Randomized algorithms for covariance matrices

Covariance kernel matrices

Random projection based Low Rank Approximation (LRA) algorithms such as the randomized SVD produce approximate matrix factorizations in quadratic instead of cubic time in N (N being the matrix size). This complexity can be further improved if fast matrix multiplication is available. A paper explaining our recent advances in fast randomized LRA of covariance kernel matrices using FMM is available as a research report [63] and presented in [44] . In particular, the fast multipole acceleration of the randomized SVD allowed for generating Gaussian random fields on arbitrary grids in linear running time and memory requirements. The code is available in the open source C++ project FMR: https://gforge.inria.fr/projects/fmr, it relies heavily on the ScalFMM library for data structures and fast matrix multiplication.

New applications: Data Assimilation and Taxonomy

Many applications like data assimilation (e.g. Kalman Filtering or variational approaches) or biology (e.g. taxonomy) involve covariance matrices that are only known in algebraic form, as opposed to kernel matrices that can be explicitly build given a kernel function. In a joint project (called FastMDS) with Alain Franc (INRA, Inria PLEIADE) addressing fast methods for the classification of biological species (taxonomy) our randomized SVD algorithm was used in order to accelerate a MultiDimensionalScaling (MDS) algorithm.
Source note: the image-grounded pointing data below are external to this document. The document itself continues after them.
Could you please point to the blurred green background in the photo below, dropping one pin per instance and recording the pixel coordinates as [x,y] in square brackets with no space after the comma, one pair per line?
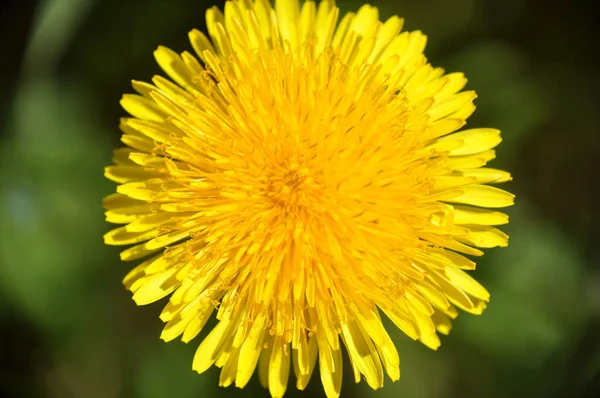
[68,327]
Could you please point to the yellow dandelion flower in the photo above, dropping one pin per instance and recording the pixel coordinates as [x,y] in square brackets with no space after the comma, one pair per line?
[303,180]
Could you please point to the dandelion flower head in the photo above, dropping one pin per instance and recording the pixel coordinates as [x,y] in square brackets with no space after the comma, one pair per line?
[301,178]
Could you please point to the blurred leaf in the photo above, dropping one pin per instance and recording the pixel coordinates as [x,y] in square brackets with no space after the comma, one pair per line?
[537,301]
[51,211]
[166,368]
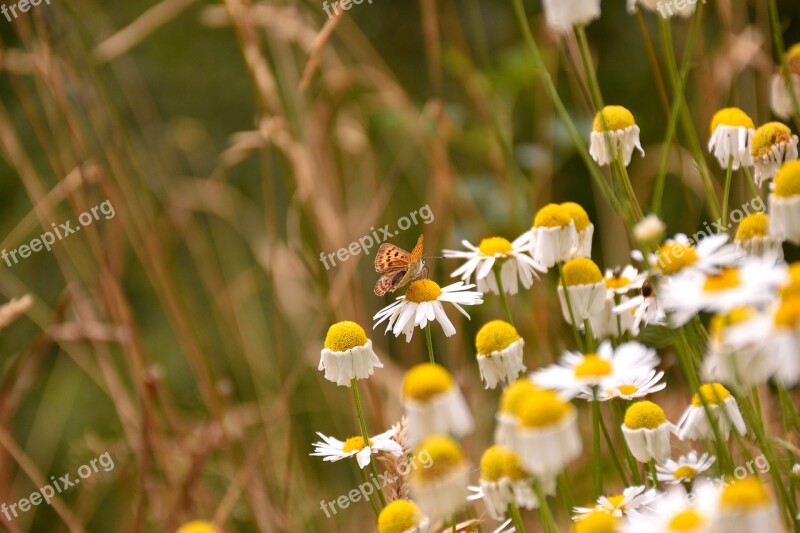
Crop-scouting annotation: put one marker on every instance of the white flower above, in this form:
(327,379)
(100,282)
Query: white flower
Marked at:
(331,449)
(509,256)
(694,424)
(562,15)
(577,374)
(422,303)
(614,135)
(347,354)
(685,469)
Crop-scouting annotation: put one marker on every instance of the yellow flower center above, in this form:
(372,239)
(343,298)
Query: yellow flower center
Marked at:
(686,521)
(494,246)
(344,336)
(198,526)
(767,136)
(712,393)
(613,118)
(426,380)
(577,214)
(746,493)
(552,216)
(755,226)
(727,278)
(495,336)
(354,444)
(674,257)
(514,395)
(787,180)
(644,415)
(685,472)
(593,366)
(542,409)
(581,271)
(442,453)
(788,314)
(731,116)
(399,516)
(597,522)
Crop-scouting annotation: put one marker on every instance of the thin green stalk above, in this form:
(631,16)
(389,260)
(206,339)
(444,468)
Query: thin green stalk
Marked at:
(365,435)
(503,295)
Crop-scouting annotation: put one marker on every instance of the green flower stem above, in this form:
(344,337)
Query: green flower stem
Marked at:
(503,295)
(430,343)
(362,422)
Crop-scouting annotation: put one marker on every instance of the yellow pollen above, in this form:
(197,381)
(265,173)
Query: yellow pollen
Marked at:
(613,118)
(426,380)
(495,336)
(542,409)
(552,216)
(515,394)
(731,116)
(674,257)
(685,472)
(686,521)
(354,444)
(755,226)
(581,271)
(344,336)
(597,522)
(593,366)
(442,453)
(727,278)
(767,136)
(644,415)
(713,394)
(746,493)
(399,516)
(577,214)
(494,246)
(423,290)
(787,180)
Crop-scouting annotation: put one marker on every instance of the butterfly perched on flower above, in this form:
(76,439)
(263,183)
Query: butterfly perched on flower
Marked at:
(397,266)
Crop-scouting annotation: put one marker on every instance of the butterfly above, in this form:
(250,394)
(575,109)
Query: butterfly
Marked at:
(397,266)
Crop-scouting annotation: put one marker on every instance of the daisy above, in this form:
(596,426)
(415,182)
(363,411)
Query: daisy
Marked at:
(402,516)
(422,303)
(440,490)
(632,499)
(579,374)
(547,437)
(784,204)
(753,283)
(509,256)
(731,131)
(562,15)
(746,506)
(753,237)
(331,449)
(694,424)
(685,469)
(771,146)
(347,354)
(647,432)
(499,348)
(582,292)
(614,136)
(433,403)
The MDS is a widely used method in machine learning and data analysis that aim at visualizing the information contained in a distance matrix. Our MDS algorithm is applied to DNA sequences coming from various sources (e.g. Leman's lake), it consists in forming an euclidian image of the sample by taking the square root of a covariance matrix computed from the distance matrix. The randomized SVD approach lead to promising results, since it allowed to treat up to 100.000 samples in a few seconds. Since the covariance matrix still needs to be loaded in memory, storage might become problematic for larger samples. Therefore we are now considering matrix-free methods in order to decrease the memory requirements but also hierarchical algorithms in order to compute the MDS in near-linear time. The following methods are currently under investigation:

  • Random column selection based LRA methods such as the Nystrom method or blocked variant of the Nystrom method (BBF, see Wang, Darve, Mahoney).

  • Random projection based LRA powered by general H2-methods.

All these techniques are considered since they apply well, when the relevant information is spread uniformly among the data, just like in our data sets.